A distributed solution should be a means of last resort.
var MAX_SENSIBLE = 6 * TB; function doesMyDataFitInRam(dataSize) { return dataSize <= MAX_SENSIBLE; }
While one can purchase servers with larger memory most likely you will run into limitation on number of cores. Also note that there is at least some overhead in processing data, so you would need at least 2X the size of raw data.
Finally while its a good thing to tweet, joke about and make fun of buzzword while trying to appear smart. The reality is that purchasing such servers (> 255 Gb RAM) is costly process. Further you would ideally need two of them to remove single point of failure. it is likely that the job is batch and while it might take a terabyte of RAM you only need to run it once a week, in all these cases you are much better off relying on a distributed system where each node has very large memory, and the task can easily split. Just because you have cluster does not mean that each node has to be a small instance (4 processors ~16 Gb RAM).
That's assuming that everything needs to be 'high availability' and buying two of everything is a must. This is definitely not always the case. In plenty of situations buying a single item and simply repairing it when it breaks is a perfectly good strategy.
RAM is the new disk: now for some, later for others.
Like right now the L1 cache will have latencies of 1 or 2 cycles, and the L2 cache 15; this is due to the overheads of cache coherency protocols, moving the data around the chip; it's not that the memory's slower, it's all SRAM.
They are probably referring to enterprise workloads. Here you have large working sets (so caches are less useful) and you want maximum throughput.
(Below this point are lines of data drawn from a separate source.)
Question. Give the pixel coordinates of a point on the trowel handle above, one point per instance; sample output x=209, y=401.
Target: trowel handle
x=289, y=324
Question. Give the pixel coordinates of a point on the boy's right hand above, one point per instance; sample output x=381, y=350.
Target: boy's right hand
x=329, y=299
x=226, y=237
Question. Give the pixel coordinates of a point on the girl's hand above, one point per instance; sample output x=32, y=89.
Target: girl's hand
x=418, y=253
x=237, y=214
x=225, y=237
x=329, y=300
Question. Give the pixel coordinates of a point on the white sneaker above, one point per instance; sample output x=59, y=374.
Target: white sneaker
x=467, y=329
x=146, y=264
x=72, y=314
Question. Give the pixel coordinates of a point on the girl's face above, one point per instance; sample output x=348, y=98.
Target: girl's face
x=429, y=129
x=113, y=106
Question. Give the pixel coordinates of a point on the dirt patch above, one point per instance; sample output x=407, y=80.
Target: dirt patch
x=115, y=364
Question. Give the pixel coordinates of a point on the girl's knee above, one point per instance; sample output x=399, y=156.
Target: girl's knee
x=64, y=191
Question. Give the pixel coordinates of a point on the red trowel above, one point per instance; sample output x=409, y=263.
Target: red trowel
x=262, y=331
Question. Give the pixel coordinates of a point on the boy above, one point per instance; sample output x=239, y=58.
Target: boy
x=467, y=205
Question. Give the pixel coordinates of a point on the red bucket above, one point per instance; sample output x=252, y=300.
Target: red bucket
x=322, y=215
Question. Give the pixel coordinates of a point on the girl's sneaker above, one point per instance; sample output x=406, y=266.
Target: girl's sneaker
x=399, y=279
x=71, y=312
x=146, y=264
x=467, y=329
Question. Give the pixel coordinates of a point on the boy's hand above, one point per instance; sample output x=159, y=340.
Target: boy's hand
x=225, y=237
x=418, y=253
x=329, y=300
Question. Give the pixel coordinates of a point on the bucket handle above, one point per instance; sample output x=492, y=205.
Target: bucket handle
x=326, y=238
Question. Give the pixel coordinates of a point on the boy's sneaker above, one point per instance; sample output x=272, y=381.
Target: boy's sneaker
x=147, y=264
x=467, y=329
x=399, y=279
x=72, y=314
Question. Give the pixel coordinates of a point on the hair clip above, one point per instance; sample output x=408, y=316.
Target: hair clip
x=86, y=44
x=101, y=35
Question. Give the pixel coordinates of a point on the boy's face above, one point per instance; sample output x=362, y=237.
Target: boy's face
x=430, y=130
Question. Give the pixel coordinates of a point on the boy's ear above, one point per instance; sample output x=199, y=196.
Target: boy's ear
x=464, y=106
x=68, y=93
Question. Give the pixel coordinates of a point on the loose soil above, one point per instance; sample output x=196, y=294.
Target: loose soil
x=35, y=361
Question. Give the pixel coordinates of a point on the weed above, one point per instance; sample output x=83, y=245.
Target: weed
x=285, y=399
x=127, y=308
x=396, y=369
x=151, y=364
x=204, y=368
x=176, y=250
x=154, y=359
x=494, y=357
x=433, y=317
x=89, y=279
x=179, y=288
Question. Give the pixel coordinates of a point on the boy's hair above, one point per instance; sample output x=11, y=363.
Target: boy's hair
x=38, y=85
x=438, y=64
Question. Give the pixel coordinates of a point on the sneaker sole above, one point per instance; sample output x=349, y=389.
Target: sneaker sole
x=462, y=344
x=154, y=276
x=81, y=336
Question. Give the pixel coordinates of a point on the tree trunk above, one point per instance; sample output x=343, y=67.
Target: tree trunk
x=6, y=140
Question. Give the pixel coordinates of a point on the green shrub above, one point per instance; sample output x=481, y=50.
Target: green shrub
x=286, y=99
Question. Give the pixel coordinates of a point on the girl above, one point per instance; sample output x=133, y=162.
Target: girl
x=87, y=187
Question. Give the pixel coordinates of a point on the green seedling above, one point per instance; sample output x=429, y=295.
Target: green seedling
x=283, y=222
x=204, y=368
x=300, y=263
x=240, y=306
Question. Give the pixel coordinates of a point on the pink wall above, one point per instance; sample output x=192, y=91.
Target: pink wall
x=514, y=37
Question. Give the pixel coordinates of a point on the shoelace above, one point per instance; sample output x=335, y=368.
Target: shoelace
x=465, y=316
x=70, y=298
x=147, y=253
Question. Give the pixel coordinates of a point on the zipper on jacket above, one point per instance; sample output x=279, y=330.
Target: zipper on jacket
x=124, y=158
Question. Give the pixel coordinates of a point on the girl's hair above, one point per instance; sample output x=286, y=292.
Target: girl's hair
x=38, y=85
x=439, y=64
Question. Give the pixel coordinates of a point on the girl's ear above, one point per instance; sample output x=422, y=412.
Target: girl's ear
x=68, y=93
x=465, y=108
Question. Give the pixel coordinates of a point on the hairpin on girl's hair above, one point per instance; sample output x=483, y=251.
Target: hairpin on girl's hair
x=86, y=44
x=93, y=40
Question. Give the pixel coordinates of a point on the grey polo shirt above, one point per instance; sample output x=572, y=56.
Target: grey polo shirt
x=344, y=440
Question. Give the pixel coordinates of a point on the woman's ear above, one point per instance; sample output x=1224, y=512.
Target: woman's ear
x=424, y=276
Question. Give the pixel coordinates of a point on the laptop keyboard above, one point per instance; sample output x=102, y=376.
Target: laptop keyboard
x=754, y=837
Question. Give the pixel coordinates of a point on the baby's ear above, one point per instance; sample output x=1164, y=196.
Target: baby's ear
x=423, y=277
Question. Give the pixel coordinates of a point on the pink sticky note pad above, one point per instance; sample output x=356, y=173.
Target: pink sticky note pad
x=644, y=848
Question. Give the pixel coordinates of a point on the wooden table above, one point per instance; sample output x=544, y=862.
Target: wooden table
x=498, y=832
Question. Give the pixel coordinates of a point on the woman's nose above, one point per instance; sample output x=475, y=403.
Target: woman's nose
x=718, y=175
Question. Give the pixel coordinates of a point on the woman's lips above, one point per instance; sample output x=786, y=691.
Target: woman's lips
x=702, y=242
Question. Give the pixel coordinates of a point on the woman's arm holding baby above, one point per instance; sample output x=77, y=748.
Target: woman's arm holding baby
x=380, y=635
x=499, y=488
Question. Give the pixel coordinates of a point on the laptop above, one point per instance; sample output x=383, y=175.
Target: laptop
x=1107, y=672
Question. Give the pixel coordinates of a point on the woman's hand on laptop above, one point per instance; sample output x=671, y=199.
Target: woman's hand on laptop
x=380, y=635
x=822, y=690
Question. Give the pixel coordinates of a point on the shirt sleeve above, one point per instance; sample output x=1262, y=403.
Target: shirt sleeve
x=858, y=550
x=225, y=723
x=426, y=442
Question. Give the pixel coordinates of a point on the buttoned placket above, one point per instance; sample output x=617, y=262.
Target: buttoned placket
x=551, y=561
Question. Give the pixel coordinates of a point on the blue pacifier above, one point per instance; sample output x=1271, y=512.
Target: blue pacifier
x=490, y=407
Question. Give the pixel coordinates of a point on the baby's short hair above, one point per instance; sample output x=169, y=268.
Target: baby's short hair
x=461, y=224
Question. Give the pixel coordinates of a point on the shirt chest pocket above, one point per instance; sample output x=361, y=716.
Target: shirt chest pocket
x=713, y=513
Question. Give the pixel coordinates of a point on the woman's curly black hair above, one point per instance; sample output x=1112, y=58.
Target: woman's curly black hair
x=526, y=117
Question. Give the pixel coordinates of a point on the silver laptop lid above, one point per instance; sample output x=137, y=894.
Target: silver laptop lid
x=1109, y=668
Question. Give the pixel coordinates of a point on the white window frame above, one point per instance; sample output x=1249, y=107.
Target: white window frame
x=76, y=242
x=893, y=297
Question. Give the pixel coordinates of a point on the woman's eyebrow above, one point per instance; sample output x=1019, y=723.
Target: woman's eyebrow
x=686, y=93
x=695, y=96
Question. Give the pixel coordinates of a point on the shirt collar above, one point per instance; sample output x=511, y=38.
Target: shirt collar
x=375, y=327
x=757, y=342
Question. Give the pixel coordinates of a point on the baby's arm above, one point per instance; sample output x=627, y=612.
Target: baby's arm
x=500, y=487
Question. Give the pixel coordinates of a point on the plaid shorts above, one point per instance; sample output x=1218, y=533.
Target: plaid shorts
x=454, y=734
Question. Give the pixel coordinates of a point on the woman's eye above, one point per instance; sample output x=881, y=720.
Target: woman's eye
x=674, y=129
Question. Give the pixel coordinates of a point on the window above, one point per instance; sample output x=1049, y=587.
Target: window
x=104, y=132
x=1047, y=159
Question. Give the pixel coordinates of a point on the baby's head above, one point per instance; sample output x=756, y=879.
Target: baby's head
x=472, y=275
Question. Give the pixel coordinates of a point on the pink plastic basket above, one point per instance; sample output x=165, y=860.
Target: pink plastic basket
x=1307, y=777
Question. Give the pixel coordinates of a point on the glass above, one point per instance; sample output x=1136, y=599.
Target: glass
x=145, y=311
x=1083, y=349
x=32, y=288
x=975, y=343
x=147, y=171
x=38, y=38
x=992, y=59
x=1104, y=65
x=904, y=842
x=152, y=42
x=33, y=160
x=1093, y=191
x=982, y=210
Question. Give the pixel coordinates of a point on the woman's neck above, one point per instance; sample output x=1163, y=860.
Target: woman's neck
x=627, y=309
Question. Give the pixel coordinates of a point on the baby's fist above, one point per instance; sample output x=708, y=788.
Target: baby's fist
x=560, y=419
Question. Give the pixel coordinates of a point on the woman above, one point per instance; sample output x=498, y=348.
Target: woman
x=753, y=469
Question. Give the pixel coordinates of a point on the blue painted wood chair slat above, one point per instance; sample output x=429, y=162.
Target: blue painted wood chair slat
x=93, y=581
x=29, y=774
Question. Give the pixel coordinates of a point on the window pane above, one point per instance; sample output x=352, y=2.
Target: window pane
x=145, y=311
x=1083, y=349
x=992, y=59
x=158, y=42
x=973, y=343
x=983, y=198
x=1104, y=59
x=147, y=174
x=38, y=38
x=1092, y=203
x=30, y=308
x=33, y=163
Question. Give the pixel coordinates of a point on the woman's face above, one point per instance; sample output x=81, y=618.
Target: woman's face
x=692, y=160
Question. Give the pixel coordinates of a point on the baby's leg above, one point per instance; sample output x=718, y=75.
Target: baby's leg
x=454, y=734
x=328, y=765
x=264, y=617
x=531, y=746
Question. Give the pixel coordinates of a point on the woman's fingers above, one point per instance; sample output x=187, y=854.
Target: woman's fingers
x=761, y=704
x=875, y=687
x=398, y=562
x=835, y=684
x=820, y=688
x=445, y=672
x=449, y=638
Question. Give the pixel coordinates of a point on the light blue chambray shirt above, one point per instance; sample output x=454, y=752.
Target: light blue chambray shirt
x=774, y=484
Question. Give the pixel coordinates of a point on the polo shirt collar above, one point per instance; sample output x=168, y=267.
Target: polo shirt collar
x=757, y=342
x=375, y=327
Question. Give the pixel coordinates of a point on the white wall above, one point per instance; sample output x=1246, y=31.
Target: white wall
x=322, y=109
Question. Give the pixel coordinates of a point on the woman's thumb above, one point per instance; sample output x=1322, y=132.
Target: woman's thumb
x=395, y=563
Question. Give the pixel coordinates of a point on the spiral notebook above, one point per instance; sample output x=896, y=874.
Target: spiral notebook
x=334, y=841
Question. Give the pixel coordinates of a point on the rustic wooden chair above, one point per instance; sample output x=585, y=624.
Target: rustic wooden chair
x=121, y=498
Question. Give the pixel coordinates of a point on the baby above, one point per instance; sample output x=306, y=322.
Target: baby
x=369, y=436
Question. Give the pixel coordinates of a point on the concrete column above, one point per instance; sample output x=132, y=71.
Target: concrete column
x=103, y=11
Clever multithreading (finegrained) can reduce effective latency by scheduling many (32?) processes at the same time, executing an instruction from each in round-robin fashion (see Sun Niagara). In that case, you can sometimes dump the L1 cache, and you would be able to get rid of the memory hierarchy.
There's also probably a benefit wrt hard drives/secondary storage; you can obviously make system storage very fast, which might improve random access times considerably. BUT this is probably not going to be transformative; it'll improve certain types of accesses, but current algorithms are already very highly tuned to spatial and temporal locality of reference. Furthermore, you'll still see these structures win out, because they can take advantage of hardware prefetching more easily.
It's not as easy as just buying more RAM. You'll have to pay more attention to how you make use of the various caches in between your CPU and RAM.
If you're expecting growth in the size of your dataset (beyond growth in RAM size availability), then, well, maybe don't just use a single machine. Same goes for a whole bunch of similar "it's too large for a single machine" considerations.
Storing data should probably still be persisted to disk, and backed up.
Generally though, these posts are geared towards machine learning people that don't really have "live" data as frequently.
Well, well, well.
If you don't have money, you can't. Very few people can afford it.
You can program R in Spark you can now program in R http://blog.revolutionanalytics.com/2015/01/a-first-look-at-...
Now you can work directly with SQL Server as announced this week by MS. http://www.computerworld.com/article/2923214/big-data/sql-se...
I have had a ton of arguments about R's "biggest weakness" being that it uses RAM. I haven't once in the almost 3 years of working in R that I ran into this road block, but I am sure others have. Which there are several good distributed choices that will keep getting better and better.
Using RAM instead of Distributed is better in R as well as really any other language in terms of complexity and flexibility.